Below we see the residual energy decay for three signals with different structures that are difficult to model by greedy decomposition approaches: an asymmetric attack, two modes critically spaced in time, and a stationary sinusoid. (None of the signals are embedded in noise.) The residual energy decays of 100 runs of PrOMP are shown in gray against the results of MP and OMP. Only a few runs of PrOMP outperform OMP for Attack with respect to residual energy decay. And only one run of PrOMP for Bimodal is equivalent to that of OMP. But for Sine, all of the runs perform dismally (with some strange behavior not unlike that caused by bugs in my code (residual energy should be monotonic decreasing for a complete dictionary no matter what atom is selected (as long as it has non-zero projection), so maybe there are some linear dependence issues going on that are upsetting the inversion of the Gramian.)) Regardless, it appears that PrOMP for the most part does not find good signal models. And on top of this, even with the reprojection of OMP, these models perform more poorly than MP.
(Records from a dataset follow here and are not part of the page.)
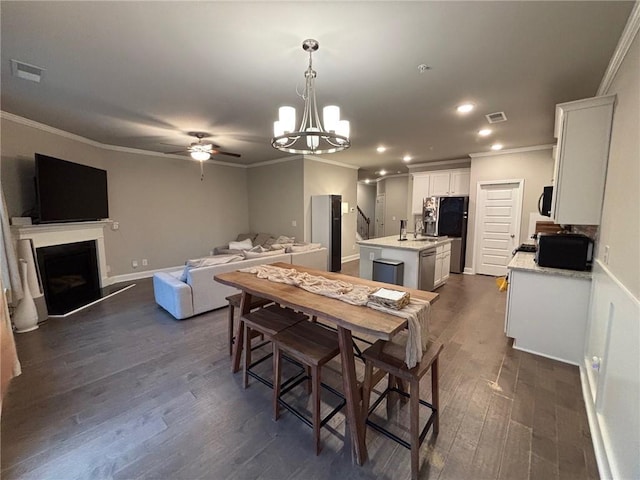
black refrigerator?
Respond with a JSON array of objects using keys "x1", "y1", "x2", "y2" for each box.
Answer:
[
  {"x1": 311, "y1": 194, "x2": 342, "y2": 272},
  {"x1": 437, "y1": 196, "x2": 469, "y2": 274}
]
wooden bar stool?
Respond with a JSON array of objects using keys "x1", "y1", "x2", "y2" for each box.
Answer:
[
  {"x1": 361, "y1": 334, "x2": 444, "y2": 480},
  {"x1": 241, "y1": 305, "x2": 308, "y2": 389},
  {"x1": 226, "y1": 293, "x2": 272, "y2": 356},
  {"x1": 272, "y1": 321, "x2": 346, "y2": 455}
]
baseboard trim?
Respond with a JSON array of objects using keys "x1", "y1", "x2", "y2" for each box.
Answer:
[
  {"x1": 580, "y1": 364, "x2": 613, "y2": 480},
  {"x1": 463, "y1": 267, "x2": 475, "y2": 275},
  {"x1": 106, "y1": 265, "x2": 182, "y2": 285},
  {"x1": 511, "y1": 344, "x2": 580, "y2": 367},
  {"x1": 341, "y1": 254, "x2": 359, "y2": 264}
]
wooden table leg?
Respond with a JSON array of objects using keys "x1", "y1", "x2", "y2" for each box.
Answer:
[
  {"x1": 231, "y1": 291, "x2": 252, "y2": 373},
  {"x1": 337, "y1": 326, "x2": 367, "y2": 466}
]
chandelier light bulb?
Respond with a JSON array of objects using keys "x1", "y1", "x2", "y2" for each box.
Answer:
[
  {"x1": 323, "y1": 105, "x2": 340, "y2": 132},
  {"x1": 306, "y1": 127, "x2": 320, "y2": 150}
]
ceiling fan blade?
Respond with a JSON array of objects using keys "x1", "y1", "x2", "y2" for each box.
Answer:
[
  {"x1": 211, "y1": 150, "x2": 242, "y2": 158},
  {"x1": 164, "y1": 150, "x2": 188, "y2": 155}
]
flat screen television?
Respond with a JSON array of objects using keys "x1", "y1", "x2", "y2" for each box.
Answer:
[{"x1": 35, "y1": 153, "x2": 109, "y2": 223}]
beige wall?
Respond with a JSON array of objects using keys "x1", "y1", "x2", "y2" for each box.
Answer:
[
  {"x1": 356, "y1": 182, "x2": 376, "y2": 225},
  {"x1": 598, "y1": 31, "x2": 639, "y2": 298},
  {"x1": 1, "y1": 116, "x2": 250, "y2": 276},
  {"x1": 303, "y1": 158, "x2": 358, "y2": 258},
  {"x1": 377, "y1": 175, "x2": 409, "y2": 237},
  {"x1": 467, "y1": 148, "x2": 554, "y2": 271},
  {"x1": 247, "y1": 158, "x2": 304, "y2": 240}
]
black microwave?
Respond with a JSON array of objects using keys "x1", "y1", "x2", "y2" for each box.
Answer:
[
  {"x1": 538, "y1": 186, "x2": 553, "y2": 217},
  {"x1": 536, "y1": 233, "x2": 593, "y2": 271}
]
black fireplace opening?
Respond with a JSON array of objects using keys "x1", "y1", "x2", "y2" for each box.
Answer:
[{"x1": 37, "y1": 241, "x2": 101, "y2": 315}]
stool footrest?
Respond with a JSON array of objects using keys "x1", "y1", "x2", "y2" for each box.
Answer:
[
  {"x1": 278, "y1": 378, "x2": 346, "y2": 429},
  {"x1": 247, "y1": 352, "x2": 305, "y2": 389},
  {"x1": 366, "y1": 386, "x2": 436, "y2": 450}
]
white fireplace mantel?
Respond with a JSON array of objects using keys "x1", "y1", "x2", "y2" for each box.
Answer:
[{"x1": 11, "y1": 221, "x2": 110, "y2": 287}]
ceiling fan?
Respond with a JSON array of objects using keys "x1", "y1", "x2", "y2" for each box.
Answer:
[{"x1": 164, "y1": 132, "x2": 241, "y2": 180}]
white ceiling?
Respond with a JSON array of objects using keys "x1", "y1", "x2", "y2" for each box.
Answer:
[{"x1": 1, "y1": 1, "x2": 633, "y2": 179}]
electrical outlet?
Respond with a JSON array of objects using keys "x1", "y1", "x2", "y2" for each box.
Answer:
[
  {"x1": 369, "y1": 252, "x2": 375, "y2": 260},
  {"x1": 132, "y1": 260, "x2": 138, "y2": 268},
  {"x1": 392, "y1": 216, "x2": 396, "y2": 221},
  {"x1": 603, "y1": 245, "x2": 610, "y2": 264},
  {"x1": 142, "y1": 259, "x2": 148, "y2": 267},
  {"x1": 106, "y1": 265, "x2": 111, "y2": 273},
  {"x1": 292, "y1": 220, "x2": 297, "y2": 227},
  {"x1": 111, "y1": 221, "x2": 119, "y2": 231},
  {"x1": 352, "y1": 244, "x2": 356, "y2": 250}
]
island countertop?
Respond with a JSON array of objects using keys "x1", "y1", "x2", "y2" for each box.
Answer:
[
  {"x1": 507, "y1": 252, "x2": 592, "y2": 280},
  {"x1": 357, "y1": 235, "x2": 452, "y2": 251}
]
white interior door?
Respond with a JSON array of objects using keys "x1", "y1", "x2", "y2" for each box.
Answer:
[
  {"x1": 375, "y1": 194, "x2": 385, "y2": 237},
  {"x1": 475, "y1": 181, "x2": 523, "y2": 276}
]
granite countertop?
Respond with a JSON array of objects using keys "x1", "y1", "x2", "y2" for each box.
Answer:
[
  {"x1": 357, "y1": 235, "x2": 452, "y2": 252},
  {"x1": 507, "y1": 252, "x2": 592, "y2": 279}
]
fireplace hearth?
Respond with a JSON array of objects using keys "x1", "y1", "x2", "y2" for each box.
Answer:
[{"x1": 36, "y1": 241, "x2": 101, "y2": 315}]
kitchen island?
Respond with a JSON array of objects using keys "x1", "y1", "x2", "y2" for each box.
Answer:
[
  {"x1": 505, "y1": 251, "x2": 592, "y2": 365},
  {"x1": 357, "y1": 235, "x2": 453, "y2": 290}
]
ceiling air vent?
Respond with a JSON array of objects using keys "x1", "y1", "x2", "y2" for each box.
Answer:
[
  {"x1": 11, "y1": 59, "x2": 45, "y2": 83},
  {"x1": 485, "y1": 111, "x2": 507, "y2": 124}
]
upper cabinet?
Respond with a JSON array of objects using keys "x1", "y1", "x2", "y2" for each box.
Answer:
[
  {"x1": 450, "y1": 170, "x2": 470, "y2": 196},
  {"x1": 551, "y1": 95, "x2": 615, "y2": 225},
  {"x1": 411, "y1": 173, "x2": 430, "y2": 214},
  {"x1": 411, "y1": 168, "x2": 470, "y2": 214}
]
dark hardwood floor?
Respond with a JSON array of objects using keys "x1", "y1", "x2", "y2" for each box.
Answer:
[{"x1": 1, "y1": 261, "x2": 597, "y2": 479}]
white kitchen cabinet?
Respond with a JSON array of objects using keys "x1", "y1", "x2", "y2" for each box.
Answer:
[
  {"x1": 411, "y1": 173, "x2": 430, "y2": 214},
  {"x1": 429, "y1": 172, "x2": 451, "y2": 196},
  {"x1": 505, "y1": 254, "x2": 591, "y2": 365},
  {"x1": 449, "y1": 170, "x2": 470, "y2": 196},
  {"x1": 433, "y1": 242, "x2": 451, "y2": 288},
  {"x1": 551, "y1": 95, "x2": 615, "y2": 225}
]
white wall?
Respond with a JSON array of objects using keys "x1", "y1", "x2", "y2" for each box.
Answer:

Let’s now look below at the time-domain distribution of the atoms in the models that perform the best in the sense of minimizing the number of atoms to reach -60 dB, or 100 atoms, whichever comes first. Here we can see that PrOMP found models of Attack and Bimodal that look better than the models offered by OMP — the structures of the signals are represented by the atoms in a more visible manner. For Attack, we see fewer atoms preceding the onset. For Bimodal we can see the two modes are represented by several atoms individually than by large scale atoms that have twice the support of each mode individually. The model of Sine apparently does not benefit. (Note that these results depend in some complex way on the number of atoms \(m\) I consider at each iteration to be the most likely candidates. The authors used 8 for a dictionary of \(\mathcal{O}(1000)\) atoms; I use 0.1% of the total number of atoms with non-zero projection out of a dictionary of \(\mathcal{O}(10000)\) atoms, which I find to be dozens of atoms. I am rerunning these simulations using 0.01% just to make sure.)

So in conclusion, I would not let PrOMP watch over my children. PrOMP needs a long time (in these specific instances I have covered) to discover signal models that are more efficient (with respect to minimizing the residual energy below some model order) than OMP (or just MP, ouch), without any guarantee that all elements of the signal model fit well the content in which I am interested. It is my opinion then, that — when it comes to the problem of sparse representation — it is more often than not a bad idea to select atoms at random from a set of atoms that we uniformly distribute with respect to their magnitude inner products. To create a more efficient signal model, much more needs to be taken into consideration than just the projection of an atom onto the residual!